Like vinyl represses, Musgraves’ latest set of songs is a slick, new version of something comfortably familiar. Lead single “Biscuits” is as Southern as can be and even campy in a way that country music allows, with Musgraves telling others to mind their own business by dropping everyone’s craziest relative’s favorite sayings, including “pissing in my yard isn’t going to make yours any greener.” Other tracks have this overarching theme of self-acceptance, whether Musgraves is professing to be a “Dime Store Cowgirl,” shunning the “Good Ol’ Boys Club,” or admitting she’s not “Pageant Material.” The latter is especially poignant and even hilarious at times, with Musgraves shooting down small town demands to be girlie – “It ain’t that I don’t care about world peace, but I don’t see how I can fix it in a swimsuit on a stage.” There’s even a duet with Willie Nelson as a secret bonus track, inching Musgraves closer to being the modern day Jessi Colter.

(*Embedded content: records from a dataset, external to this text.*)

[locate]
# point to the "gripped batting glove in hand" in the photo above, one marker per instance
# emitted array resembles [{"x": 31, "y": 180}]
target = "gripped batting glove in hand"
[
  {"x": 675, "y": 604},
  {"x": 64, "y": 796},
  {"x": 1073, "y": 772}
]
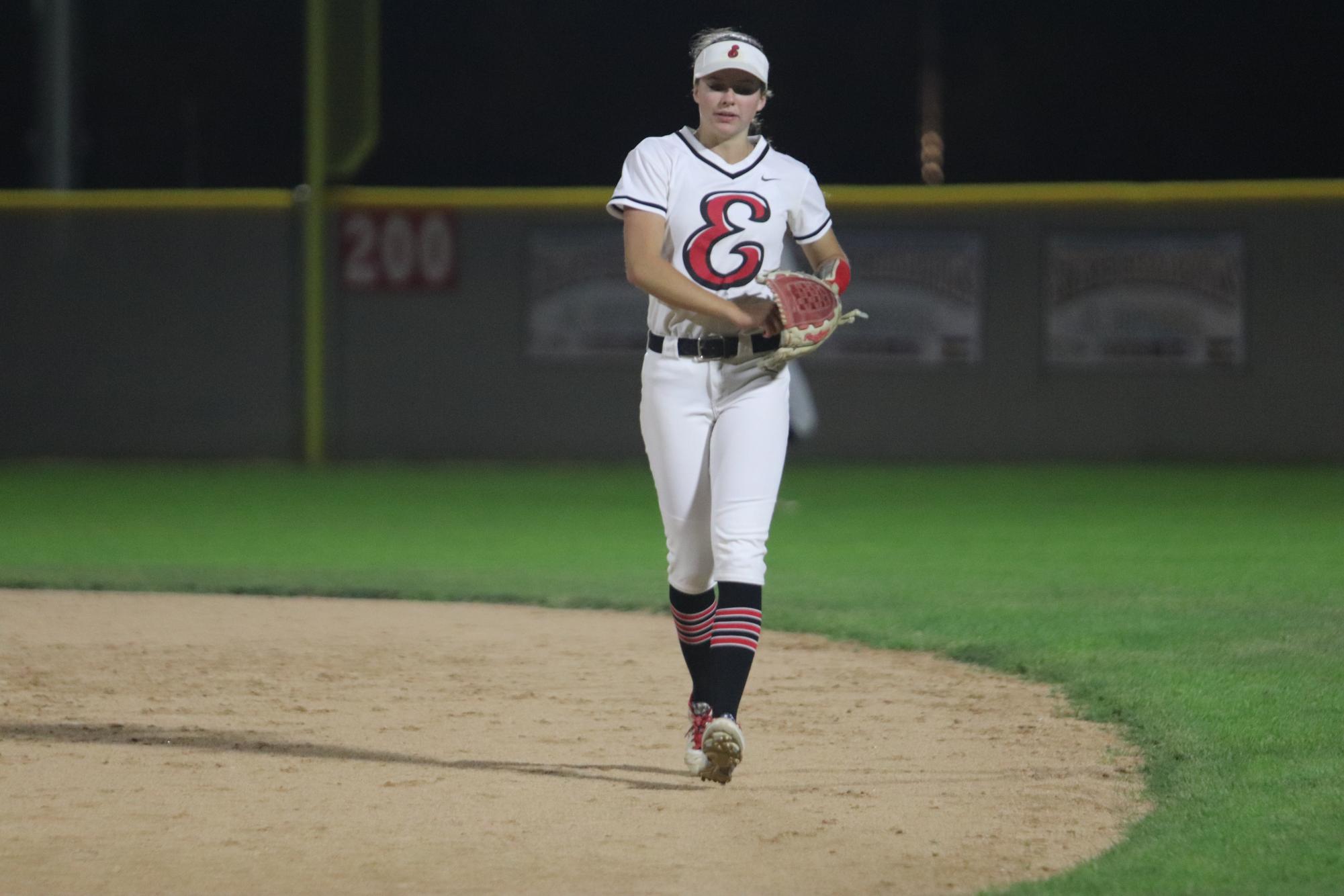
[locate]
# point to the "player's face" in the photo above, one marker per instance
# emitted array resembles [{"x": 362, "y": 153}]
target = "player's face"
[{"x": 727, "y": 101}]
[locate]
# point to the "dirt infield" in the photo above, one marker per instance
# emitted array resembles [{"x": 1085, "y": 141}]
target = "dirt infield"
[{"x": 199, "y": 744}]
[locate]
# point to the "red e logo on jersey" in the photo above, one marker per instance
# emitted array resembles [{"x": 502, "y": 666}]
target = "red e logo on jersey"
[{"x": 699, "y": 248}]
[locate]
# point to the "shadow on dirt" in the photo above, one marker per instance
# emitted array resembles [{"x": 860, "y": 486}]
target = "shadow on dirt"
[{"x": 194, "y": 738}]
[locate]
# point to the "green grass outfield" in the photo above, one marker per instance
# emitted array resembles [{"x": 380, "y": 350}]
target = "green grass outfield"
[{"x": 1199, "y": 607}]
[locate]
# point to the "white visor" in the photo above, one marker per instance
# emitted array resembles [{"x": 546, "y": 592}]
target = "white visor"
[{"x": 733, "y": 54}]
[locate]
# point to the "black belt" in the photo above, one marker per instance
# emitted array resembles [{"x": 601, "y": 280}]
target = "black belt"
[{"x": 714, "y": 346}]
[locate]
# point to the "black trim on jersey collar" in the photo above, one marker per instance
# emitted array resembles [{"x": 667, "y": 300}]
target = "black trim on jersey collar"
[
  {"x": 813, "y": 233},
  {"x": 722, "y": 171},
  {"x": 662, "y": 209}
]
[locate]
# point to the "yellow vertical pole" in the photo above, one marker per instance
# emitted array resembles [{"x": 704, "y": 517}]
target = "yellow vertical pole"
[{"x": 315, "y": 238}]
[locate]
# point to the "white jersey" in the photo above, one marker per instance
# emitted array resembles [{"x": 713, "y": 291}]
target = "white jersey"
[{"x": 725, "y": 222}]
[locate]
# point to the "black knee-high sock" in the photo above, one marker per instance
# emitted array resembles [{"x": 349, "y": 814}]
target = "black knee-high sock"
[
  {"x": 737, "y": 631},
  {"x": 694, "y": 617}
]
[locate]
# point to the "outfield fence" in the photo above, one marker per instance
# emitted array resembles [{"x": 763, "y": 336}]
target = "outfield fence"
[{"x": 1054, "y": 322}]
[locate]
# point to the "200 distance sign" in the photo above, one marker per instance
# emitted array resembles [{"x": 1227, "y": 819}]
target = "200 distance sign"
[{"x": 398, "y": 249}]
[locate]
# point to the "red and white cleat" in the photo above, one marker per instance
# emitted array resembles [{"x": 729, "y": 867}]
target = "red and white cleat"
[
  {"x": 722, "y": 748},
  {"x": 699, "y": 714}
]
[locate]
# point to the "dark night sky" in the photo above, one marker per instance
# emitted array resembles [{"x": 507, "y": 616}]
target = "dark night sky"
[{"x": 479, "y": 95}]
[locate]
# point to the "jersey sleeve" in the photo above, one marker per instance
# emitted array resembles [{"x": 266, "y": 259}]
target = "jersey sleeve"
[
  {"x": 644, "y": 181},
  {"x": 809, "y": 218}
]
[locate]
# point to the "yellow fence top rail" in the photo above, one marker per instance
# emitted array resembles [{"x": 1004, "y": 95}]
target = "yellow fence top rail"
[
  {"x": 143, "y": 199},
  {"x": 594, "y": 198}
]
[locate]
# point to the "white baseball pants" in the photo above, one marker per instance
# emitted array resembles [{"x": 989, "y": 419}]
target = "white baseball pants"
[{"x": 715, "y": 433}]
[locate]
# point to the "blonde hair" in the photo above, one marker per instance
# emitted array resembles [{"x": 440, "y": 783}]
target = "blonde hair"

Whether vinyl and country music that borrows more from the classics than the pop charts are here to stay or prove to be too much for a digital world filled with short attention spans remains to be seen. And even if Musgraves and her peers remain relevant, popularity of country’s roots can ebb and flow – the great artists of the ‘60s and ‘70s had to take a backseat to pop stars like John Denver before outlaws took over the airwaves. Enjoy the ride, however long it lasts, as Pageant Material is one of the best releases of 2015. Best of all, it’ll sound great on your turntable.
Kacey Musgraves
Pageant Material
[Mercury Nashville]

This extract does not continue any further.